While I was working on my fast ADD loop (Speed up x64 assembler ADD loop), I was testing memory access with SSE and AVX instructions. To add I have to read two inputs and produce one output. So I wrote a dummy routine that reads two x64 values into registers and write one back to memory without doing any operation. This is of course useless, I only did it for benchmarking.

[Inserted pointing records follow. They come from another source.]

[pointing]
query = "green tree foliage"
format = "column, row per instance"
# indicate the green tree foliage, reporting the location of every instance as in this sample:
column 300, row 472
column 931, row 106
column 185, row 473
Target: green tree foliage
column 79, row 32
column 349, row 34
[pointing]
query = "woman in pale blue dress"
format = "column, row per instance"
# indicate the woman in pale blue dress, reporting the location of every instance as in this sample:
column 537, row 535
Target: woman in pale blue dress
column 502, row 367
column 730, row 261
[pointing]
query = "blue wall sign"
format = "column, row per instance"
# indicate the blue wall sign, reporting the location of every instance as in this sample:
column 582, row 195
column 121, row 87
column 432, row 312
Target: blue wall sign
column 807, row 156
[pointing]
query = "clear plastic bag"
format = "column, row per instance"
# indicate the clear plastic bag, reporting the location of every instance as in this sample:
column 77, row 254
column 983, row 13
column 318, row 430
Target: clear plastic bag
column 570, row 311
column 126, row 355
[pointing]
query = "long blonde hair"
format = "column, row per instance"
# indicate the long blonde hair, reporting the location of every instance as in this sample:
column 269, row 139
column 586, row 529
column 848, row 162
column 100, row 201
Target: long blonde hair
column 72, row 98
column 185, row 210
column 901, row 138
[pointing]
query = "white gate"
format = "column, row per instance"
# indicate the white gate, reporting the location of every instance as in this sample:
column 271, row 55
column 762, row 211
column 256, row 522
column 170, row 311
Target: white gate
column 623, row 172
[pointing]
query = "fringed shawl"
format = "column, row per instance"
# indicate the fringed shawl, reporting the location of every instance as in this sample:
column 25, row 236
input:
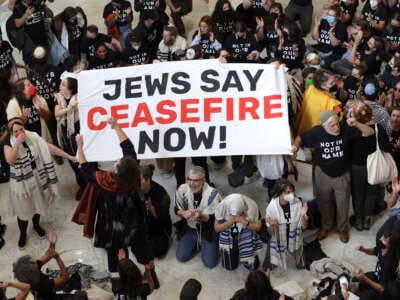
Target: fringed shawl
column 279, row 245
column 22, row 177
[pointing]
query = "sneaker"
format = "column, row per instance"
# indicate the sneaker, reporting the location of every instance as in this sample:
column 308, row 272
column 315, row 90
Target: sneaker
column 40, row 231
column 359, row 224
column 322, row 234
column 22, row 241
column 344, row 236
column 367, row 223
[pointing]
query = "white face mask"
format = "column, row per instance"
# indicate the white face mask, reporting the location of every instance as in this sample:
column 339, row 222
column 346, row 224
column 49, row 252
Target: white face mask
column 289, row 197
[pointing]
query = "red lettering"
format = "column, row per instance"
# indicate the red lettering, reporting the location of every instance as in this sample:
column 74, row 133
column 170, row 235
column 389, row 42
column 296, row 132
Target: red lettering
column 229, row 109
column 162, row 108
column 91, row 116
column 142, row 115
column 248, row 105
column 118, row 116
column 268, row 107
column 209, row 109
column 186, row 110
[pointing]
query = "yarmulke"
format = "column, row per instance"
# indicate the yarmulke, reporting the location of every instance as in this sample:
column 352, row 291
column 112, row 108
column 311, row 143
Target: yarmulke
column 39, row 52
column 325, row 115
column 370, row 89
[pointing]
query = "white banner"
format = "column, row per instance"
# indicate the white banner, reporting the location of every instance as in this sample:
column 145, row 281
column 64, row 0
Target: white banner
column 185, row 108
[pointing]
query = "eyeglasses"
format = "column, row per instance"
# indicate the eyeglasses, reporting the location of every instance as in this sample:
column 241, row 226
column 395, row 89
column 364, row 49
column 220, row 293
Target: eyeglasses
column 194, row 180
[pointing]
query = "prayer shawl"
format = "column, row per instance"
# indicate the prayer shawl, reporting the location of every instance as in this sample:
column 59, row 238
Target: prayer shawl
column 248, row 240
column 85, row 212
column 69, row 118
column 278, row 243
column 22, row 177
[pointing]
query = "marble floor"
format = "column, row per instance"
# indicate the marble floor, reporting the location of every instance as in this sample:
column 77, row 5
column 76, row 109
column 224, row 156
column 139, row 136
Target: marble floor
column 217, row 283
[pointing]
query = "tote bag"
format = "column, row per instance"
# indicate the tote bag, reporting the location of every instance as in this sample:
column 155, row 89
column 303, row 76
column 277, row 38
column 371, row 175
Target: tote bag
column 381, row 166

I use an unrolled loop that handles 64 bytes per loop. It is comprised of 8 blocks like this:
mov rax, QWORD PTR [rdx+r11*8-64]
mov r10, QWORD PTR [r8+r11*8-64]
mov QWORD PTR [rcx+r11*8-64], rax
Then I upgraded it to SSE2. Now I use 4 blocks like this:
movdqa xmm0, XMMWORD PTR [rdx+r11*8-64]
movdqa xmm1, XMMWORD PTR [r8+r11*8-64]
movdqa XMMWORD PTR [rcx+r11*8-64], xmm0
And later on I used AVX (256 bit per register). I have 2 blocks like this:
vmovdqa ymm0, YMMWORD PTR [rdx+r11*8-64]
vmovdqa ymm1, YMMWORD PTR [r8+r11*8-64]
vmovdqa YMMWORD PTR [rcx+r11*8-64], ymm0
So far, so not-so-extremely-spectacular. What is interesting is the benchmarking result: When I run the three different approaches on 1k+1k=1k 64-bit words (i.e. two times 8 kb of input and one time 8kb of output) I get strange results. Each of the following timings is for processing two times 64 bytes input into 64 bytes of output.
- The x64 register method runs at about 15 cycles/64 bytes
- The SSE2 method runs at about 8.5 cycles/64 bytes
- The AVX method runs at about 9 cycles/64 bytes
My question is: how come the AVX method is slower (though not a lot) than the SSE2 method? I expected it to be at least on par. Does using the YMM registers cost so much extra time? The memory was aligned (you get GPF's otherwise).
Does anyone have an explanation for this?